Die Klägerin beantragt, das Urteil des FG aufzuheben und die Umsatzsteuer herabzusetzen.
Das FA beantragt, die Revision zurückzuweisen.
Entscheidungsgründe
Die Revision ist nicht begründet.
Staatsbank und Sparkasse sind auf Grund landesgesetzlicher Vorschriften als öffentliche Anstalten mit selbständiger Rechtsfähigkeit errichtet worden und damit als rechtsfähige Anstalten des öffentlichen Rechts im Sinne der Verwaltungsrechtslehre anzusehen. Ein Organschaftsverhältnis im Sinne der für den Streitzeitraum (Veranlagungszeiträume 1954 bis 1959) maßgeblichen umsatzsteuerlichen Vorschriften bestand zwischen ihnen nicht. Zwar war für die Zeit bis zum 31. März 1958 die Anwendung dieser Vorschriften nicht durch Art. II des Kontrollratgesetzes (KRG) Nr. 15 (Steuer- und Zollblatt 1946 S. 21) ausgeschlossen, da die Staatsbank als Anstalt des öffentlichen Rechts nicht Muttergesellschaft im Sinne dieser Vorschrift war (vgl. Urteile des BFH vom 17. Juli 1952 V 17/52 S, BFHE 56, 604, BStBl III 1952, 234, und vom 18. Februar 1965 V 189/62 U, BFHE 82, 72, BStBl III 1965, 272). Das Vorliegen eines Organschaftsverhältnisses muß jedoch deshalb verneint werden, weil die Sparkasse nicht zum Kreis derjenigen juristischen Personen gehörte, die als Organ umsatzsteuerlich unselbständig sein können.
Die UStDB 1934, 1938 und 1951 bezeichnen in ihrem § 2 bzw. § 17 die im Sinne des § 2 Abs. 2 Nr. 2 UStG 1934 und 1951 unselbständigen juristischen Personen als Organgesellschaften. Die Verwendung dieses Begriffes im Zusammenhang mit der Forderung einer finanziellen, wirtschaftlichen und organisatorischen Eingliederung muß auf dem Hintergrund der langjährigen Rechtsprechung des RFH gesehen werden, der die Lehre von der Organschaft entwickelt hat.

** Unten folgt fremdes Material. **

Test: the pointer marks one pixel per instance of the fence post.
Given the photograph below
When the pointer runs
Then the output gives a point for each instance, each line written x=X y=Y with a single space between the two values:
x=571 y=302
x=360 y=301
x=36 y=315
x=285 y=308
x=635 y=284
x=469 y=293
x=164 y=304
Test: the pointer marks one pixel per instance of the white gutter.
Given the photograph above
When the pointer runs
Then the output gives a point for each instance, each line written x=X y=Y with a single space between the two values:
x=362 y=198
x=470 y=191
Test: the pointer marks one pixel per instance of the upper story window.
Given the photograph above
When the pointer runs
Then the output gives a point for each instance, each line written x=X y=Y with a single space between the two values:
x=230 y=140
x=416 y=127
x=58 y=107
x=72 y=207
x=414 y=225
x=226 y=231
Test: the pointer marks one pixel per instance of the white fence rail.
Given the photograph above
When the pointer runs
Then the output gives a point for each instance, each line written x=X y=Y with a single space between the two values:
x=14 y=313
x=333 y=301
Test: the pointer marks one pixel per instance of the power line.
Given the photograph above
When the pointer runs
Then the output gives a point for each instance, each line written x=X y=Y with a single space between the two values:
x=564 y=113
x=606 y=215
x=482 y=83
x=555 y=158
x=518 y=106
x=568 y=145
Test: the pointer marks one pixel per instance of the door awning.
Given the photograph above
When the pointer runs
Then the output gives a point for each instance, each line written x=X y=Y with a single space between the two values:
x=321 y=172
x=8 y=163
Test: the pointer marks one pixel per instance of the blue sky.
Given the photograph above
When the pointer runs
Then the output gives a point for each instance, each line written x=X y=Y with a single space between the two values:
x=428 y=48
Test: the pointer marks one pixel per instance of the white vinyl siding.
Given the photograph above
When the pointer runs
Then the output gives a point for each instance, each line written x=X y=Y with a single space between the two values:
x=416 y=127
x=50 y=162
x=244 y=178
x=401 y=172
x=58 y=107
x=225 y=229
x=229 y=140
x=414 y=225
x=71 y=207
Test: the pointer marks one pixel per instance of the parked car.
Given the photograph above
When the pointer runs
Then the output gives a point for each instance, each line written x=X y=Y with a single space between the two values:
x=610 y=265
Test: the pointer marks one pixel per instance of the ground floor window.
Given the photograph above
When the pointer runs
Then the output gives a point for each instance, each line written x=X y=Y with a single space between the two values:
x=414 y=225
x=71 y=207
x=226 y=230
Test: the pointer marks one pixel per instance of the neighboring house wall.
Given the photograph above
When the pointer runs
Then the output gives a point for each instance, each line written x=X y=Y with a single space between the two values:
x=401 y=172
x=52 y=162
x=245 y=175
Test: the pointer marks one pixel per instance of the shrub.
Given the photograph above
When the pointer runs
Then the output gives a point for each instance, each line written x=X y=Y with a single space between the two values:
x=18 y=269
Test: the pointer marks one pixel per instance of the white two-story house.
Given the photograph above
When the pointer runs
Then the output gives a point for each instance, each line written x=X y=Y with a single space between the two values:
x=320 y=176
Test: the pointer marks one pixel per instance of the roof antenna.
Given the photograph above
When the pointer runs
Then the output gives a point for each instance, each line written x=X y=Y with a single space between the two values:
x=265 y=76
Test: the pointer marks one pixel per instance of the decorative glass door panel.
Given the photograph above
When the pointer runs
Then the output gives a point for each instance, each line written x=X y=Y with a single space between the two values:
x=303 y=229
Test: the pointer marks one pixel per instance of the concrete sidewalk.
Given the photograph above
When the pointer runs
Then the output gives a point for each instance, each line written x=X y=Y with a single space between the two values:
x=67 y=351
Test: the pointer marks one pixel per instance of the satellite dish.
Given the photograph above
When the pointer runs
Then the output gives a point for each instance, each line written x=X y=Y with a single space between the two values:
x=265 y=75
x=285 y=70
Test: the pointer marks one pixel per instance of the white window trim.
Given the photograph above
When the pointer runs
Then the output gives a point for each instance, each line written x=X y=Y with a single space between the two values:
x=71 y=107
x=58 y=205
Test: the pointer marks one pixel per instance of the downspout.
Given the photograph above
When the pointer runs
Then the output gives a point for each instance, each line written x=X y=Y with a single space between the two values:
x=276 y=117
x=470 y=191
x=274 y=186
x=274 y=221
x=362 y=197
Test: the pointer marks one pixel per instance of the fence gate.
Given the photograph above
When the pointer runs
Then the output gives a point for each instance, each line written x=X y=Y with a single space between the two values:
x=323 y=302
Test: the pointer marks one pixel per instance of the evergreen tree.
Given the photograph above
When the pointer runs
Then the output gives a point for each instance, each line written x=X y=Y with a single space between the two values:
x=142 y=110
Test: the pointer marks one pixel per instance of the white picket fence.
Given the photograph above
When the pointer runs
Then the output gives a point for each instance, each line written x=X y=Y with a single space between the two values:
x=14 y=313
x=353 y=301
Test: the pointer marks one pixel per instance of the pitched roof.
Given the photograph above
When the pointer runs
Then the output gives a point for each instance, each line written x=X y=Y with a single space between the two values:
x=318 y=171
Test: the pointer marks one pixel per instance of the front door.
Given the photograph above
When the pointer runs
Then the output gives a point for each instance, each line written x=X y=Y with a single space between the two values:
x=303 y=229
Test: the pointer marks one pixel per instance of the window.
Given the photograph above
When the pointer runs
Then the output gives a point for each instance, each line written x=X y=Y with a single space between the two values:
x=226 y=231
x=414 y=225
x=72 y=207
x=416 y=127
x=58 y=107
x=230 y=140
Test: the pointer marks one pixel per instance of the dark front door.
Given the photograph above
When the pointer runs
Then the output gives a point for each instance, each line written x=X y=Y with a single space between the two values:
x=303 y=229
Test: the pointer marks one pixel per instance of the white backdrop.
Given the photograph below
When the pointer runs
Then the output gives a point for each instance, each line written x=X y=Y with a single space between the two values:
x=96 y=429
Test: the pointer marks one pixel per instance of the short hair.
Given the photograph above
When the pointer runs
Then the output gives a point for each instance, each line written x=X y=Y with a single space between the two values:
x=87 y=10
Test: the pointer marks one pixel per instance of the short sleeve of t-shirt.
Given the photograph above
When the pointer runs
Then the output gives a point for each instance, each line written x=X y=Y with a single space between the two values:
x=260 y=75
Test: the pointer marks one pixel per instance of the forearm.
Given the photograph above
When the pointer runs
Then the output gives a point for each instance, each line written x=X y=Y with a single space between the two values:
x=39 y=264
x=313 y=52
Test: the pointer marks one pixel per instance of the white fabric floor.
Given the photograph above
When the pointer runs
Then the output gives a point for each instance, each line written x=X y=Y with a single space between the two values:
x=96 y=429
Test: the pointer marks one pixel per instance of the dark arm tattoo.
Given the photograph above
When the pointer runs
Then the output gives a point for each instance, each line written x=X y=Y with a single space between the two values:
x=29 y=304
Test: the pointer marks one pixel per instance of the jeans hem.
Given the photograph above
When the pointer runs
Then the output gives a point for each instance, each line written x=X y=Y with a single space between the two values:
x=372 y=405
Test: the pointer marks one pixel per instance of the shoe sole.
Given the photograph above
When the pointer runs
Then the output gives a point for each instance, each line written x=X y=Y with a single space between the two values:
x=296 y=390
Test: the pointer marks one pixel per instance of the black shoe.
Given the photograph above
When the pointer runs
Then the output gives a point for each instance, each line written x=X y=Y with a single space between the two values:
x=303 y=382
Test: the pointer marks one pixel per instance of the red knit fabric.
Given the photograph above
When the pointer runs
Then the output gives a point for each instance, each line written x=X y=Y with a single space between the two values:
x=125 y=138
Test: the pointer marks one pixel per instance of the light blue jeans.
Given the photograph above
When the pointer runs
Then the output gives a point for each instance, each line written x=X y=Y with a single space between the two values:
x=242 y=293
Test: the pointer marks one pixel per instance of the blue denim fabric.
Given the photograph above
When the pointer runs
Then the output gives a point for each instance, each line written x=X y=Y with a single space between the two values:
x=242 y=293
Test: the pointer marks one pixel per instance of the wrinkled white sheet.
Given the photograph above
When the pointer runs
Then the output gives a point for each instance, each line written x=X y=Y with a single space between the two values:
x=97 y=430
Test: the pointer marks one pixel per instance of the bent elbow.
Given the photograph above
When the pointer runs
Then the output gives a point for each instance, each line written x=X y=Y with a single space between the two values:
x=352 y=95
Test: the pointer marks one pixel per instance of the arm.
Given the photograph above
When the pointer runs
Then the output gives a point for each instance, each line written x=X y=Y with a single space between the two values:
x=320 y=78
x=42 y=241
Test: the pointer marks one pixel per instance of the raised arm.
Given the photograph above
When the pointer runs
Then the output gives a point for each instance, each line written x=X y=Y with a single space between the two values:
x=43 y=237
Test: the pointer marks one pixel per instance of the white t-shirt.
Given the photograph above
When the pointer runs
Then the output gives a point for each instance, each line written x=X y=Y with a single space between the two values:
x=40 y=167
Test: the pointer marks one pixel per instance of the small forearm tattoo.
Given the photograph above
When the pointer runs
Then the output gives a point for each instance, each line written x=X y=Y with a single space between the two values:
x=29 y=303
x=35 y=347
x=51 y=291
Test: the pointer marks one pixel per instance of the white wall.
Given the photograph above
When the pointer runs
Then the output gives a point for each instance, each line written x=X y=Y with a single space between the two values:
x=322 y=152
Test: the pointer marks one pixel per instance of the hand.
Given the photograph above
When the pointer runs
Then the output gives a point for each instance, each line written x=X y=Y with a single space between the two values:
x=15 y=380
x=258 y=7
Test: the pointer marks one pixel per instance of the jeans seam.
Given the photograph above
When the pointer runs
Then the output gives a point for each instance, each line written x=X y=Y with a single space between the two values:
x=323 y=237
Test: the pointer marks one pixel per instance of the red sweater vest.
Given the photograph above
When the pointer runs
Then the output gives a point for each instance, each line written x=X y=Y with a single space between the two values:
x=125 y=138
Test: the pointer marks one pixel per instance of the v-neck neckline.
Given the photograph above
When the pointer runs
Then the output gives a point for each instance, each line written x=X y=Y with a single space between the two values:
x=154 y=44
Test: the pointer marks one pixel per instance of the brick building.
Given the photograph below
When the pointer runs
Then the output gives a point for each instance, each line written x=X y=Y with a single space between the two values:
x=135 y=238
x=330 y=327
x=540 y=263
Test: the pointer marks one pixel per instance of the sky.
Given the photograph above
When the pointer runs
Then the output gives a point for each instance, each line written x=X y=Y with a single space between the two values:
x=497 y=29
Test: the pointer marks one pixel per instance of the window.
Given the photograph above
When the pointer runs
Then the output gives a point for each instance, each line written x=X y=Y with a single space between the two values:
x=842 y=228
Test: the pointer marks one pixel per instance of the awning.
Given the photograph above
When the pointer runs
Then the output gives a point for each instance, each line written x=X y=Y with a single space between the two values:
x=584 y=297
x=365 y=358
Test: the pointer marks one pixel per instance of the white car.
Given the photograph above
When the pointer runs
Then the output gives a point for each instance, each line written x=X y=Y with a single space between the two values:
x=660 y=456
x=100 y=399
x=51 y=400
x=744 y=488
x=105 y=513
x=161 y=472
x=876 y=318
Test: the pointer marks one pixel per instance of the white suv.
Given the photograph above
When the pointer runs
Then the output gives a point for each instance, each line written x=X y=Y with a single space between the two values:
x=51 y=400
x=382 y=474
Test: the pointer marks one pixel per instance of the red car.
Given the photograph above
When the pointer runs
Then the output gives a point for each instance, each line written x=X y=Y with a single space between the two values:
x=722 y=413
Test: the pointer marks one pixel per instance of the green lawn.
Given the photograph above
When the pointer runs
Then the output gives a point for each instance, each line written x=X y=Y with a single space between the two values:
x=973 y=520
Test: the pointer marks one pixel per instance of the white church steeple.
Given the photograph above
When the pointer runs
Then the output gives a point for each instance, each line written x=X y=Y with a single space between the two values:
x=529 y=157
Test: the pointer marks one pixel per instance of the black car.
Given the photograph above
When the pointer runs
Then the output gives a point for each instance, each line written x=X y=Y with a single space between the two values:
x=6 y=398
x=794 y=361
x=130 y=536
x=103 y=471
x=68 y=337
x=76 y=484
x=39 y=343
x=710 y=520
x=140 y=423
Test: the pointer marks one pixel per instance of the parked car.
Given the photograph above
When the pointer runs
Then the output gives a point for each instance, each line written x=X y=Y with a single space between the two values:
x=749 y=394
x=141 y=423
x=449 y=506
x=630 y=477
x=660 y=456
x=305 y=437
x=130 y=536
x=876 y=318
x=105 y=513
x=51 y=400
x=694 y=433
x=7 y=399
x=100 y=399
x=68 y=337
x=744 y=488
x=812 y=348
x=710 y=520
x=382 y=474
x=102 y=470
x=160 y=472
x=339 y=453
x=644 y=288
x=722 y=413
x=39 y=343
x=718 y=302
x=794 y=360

Bei der Auslegung des zunächst im Rahmen des Umsatzsteuergesetzes 1934 kodifizierten Richterrechts kommt der Heranziehung der alten Rechtsprechung des RFH naturgemäß besondere Bedeutung zu. Aus ihr ergibt sich, daß als (unselbständige) Organe nur juristische Personen des bürgerlichen Rechts in Betracht gezogen wurden (vgl. Rechtsprechungsübersicht bei Popitz-Kloß-Grabower, Kommentar zum Umsatzsteuergesetz 1926, 3. Aufl., S. 305 ff.). Der Senat hat ergänzend in seinem Grundsatzurteil V 17/52 S unter eingehender Würdigung des mit der Organschaft verfolgten Zwecks und der Entwicklungsgeschichte dargelegt, daß es sich bei den als Organ einzugliedernden juristischen Personen um Rechtspersönlichkeiten im Sinne des bürgerlichen Rechts handelt. Ferner hat er im Urteil V 189/62 U auf den begrifflichen Unterschied zwischen Gesellschaften und Gebietskörperschaften - die als Körperschaften des öffentlichen Rechts ebenso wie Anstalten des öffentlichen Rechts vom Oberbegriff der juristischen Person des öffentlichen Rechts erfaßt werden - hingewiesen.
Die in der Verwendung des Begriffs der Organgesellschaft zum Ausdruck kommende Beschränkung der organfähigen Gebilde auf juristische Personen des privaten Rechts wird ergänzt durch das - ebenfalls bereits vom RFH entwickelte - Erfordernis der finanziellen Eingliederung. Eine finanzielle Eingliederung liegt danach grundsätzlich nur vor, wenn ein Unternehmer auf Grund einer Kapital beteiligung an einem Unternehmen und der damit verbundenen Stimmrechte die Willensbildung dieses Unternehmens beherrscht; sie ist auf die kapitalmäßige Beteiligung und Beherrschung der Organgesellschaft nach den Rechtsformen des privaten Rechts zugeschnitten und auch nur in diesem Sinne von Rechtsprechung, Lehre und Schrifttum verstanden worden (vgl. RFH-Urteil vom 7. Januar 1944 V 37/43, RStBl 1944, 534). Die Kapital ausstattung einer Anstalt des öffentlichen Rechts durch den Gewährträger ist keine Beteiligung im vorbezeichneten Sinne.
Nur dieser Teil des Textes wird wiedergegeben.